JOANNE SHEN: I think it's important to try to figure out-- for my practice, they're coming from far away. I try to get as much done. But that is virtually impossible in a comprehensive practice.

Generally, I feel like the tools that we have-- like, tear osmolarity really just sort of confirms what we already sort of know. If it's evaporative tearing, then they have reflux tearing as a response, then their tear osmolarity is going to be low. I do it to confirm what I've already suspected. Very rarely am I surprised.

An MMP-9 I think is helpful if you're trying to decide about doing oral doxycycline or topical azithromycin. The patient has a lot of maybe telangiectasias more of the ocular rosacea look. And you're trying to decide if you're going to add that to the plan, because we know that there are side effects in cost and difficulty getting topical azithromycin. There was a supply chain issue for a while. And trying to add that and explain to the patient why you're doing that-- it helps to have some data to show them.

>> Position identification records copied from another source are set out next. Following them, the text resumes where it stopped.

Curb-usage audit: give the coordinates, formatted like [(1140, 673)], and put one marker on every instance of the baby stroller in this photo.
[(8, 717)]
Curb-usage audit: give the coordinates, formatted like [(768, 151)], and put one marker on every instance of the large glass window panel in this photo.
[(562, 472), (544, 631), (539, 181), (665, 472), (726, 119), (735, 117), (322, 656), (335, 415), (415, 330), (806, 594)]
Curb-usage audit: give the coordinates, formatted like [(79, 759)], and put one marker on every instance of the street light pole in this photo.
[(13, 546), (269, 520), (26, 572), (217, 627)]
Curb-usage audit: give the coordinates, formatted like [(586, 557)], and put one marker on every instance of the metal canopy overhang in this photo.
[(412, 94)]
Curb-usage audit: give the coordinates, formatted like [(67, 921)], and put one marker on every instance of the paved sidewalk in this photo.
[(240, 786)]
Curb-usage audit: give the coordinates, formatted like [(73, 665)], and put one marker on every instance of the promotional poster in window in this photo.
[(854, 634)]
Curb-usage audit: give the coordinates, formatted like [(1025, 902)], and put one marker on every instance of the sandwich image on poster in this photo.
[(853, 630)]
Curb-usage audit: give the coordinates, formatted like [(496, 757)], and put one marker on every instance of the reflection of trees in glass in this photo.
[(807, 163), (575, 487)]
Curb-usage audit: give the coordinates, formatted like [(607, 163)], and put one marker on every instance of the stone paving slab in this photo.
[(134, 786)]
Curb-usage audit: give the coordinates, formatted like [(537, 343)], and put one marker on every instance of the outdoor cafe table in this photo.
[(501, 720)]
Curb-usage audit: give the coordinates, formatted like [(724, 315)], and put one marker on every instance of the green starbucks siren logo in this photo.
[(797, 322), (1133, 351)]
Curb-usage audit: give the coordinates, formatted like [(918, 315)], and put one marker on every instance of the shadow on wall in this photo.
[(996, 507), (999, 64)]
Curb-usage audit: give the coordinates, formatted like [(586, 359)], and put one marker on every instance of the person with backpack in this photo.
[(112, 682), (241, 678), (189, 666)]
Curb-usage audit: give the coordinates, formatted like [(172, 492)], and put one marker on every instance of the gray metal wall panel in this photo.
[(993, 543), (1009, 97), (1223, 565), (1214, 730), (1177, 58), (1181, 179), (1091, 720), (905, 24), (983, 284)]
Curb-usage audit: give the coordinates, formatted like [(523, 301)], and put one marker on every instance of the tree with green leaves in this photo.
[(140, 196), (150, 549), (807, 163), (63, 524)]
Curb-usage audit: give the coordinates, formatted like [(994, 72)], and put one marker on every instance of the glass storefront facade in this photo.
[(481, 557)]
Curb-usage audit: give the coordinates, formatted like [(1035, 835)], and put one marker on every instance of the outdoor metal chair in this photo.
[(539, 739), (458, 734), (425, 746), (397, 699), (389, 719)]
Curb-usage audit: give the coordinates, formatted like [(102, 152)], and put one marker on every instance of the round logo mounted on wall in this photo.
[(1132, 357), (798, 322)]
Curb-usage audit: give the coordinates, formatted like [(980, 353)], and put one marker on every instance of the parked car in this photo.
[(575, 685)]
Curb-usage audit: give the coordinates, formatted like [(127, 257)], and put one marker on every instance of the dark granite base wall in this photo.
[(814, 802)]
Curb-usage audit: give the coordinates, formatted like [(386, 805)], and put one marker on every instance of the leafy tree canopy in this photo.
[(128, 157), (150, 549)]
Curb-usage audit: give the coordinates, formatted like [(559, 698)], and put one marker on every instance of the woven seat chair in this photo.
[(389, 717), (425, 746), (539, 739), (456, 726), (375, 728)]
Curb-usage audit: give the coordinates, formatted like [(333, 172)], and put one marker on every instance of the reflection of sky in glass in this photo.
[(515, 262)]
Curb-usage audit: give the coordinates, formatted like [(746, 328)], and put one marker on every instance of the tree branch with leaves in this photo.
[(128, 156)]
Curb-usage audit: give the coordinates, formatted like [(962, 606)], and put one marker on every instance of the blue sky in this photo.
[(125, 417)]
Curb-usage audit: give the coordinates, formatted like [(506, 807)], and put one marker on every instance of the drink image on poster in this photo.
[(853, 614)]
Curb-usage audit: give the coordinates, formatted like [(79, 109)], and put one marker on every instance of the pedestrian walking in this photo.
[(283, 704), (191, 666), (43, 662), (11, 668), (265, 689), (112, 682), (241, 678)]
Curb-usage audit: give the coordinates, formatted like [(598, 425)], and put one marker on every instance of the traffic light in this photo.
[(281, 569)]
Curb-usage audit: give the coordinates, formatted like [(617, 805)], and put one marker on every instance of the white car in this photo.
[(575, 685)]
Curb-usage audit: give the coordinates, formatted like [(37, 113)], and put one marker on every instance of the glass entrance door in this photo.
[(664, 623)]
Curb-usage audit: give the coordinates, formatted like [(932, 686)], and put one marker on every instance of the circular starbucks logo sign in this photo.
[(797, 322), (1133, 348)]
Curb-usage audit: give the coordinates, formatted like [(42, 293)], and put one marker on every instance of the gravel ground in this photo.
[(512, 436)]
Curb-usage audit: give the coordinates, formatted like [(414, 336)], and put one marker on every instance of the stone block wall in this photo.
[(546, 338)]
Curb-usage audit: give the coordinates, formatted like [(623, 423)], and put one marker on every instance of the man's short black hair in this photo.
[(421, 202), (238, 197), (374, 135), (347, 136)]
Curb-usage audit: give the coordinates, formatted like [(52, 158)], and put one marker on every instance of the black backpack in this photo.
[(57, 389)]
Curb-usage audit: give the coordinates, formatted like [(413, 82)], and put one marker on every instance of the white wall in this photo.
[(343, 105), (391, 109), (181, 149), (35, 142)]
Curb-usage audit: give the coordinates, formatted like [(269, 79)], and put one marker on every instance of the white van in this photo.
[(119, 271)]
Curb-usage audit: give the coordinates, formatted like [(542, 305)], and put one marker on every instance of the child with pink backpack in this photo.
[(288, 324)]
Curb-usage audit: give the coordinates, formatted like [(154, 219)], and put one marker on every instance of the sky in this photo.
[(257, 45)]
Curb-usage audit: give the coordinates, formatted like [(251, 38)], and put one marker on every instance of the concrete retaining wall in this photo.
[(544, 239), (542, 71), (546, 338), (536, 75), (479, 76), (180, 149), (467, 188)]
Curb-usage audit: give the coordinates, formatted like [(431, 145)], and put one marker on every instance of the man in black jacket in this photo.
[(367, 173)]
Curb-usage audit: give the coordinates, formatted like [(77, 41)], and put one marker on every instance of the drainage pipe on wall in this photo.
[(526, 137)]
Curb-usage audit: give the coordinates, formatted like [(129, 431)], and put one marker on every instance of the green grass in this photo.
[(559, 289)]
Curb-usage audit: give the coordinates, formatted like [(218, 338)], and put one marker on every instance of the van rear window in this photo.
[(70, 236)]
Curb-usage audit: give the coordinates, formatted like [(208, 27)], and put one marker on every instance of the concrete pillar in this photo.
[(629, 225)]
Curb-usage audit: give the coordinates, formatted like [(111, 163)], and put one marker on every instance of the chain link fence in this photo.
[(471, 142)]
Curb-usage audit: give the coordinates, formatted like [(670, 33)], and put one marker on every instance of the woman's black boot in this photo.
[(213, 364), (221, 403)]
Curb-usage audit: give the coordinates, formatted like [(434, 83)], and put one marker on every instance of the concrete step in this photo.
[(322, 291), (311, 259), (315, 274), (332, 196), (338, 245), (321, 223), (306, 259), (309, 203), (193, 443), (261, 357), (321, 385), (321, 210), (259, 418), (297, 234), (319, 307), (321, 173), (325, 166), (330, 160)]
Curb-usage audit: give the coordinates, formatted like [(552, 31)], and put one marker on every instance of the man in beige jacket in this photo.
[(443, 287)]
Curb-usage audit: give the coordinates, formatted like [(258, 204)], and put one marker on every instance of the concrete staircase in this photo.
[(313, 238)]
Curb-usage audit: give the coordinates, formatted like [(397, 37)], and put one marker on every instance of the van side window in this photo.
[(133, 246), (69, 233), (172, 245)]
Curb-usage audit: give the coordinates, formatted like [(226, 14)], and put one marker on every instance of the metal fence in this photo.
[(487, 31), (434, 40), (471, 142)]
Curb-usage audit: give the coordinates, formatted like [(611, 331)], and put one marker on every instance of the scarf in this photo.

And then I like to repeat it three months after I've done some treatment to see if we've had some at least qualitative differences because we can see-- sometimes MMP-9 testing is very, very positive. It just lights up. And sometimes it's very faint. And we do write that down because sometimes-- if we can get it to be a little more faint, sometimes that correlates with symptoms for the patient.

ANDREA TOOLEY: That's actually really helpful. Does MMP also-- sorry if these are really basic questions-- and a lot of this is just because I don't have the knowledge base. Is MMP also indicative of inflammatory disease? And does that help you decide if you want to use an anti-inflammatory like Restasis or Xiidra or any of these other newer agents? Or are there different testing that are more specific for those treatments?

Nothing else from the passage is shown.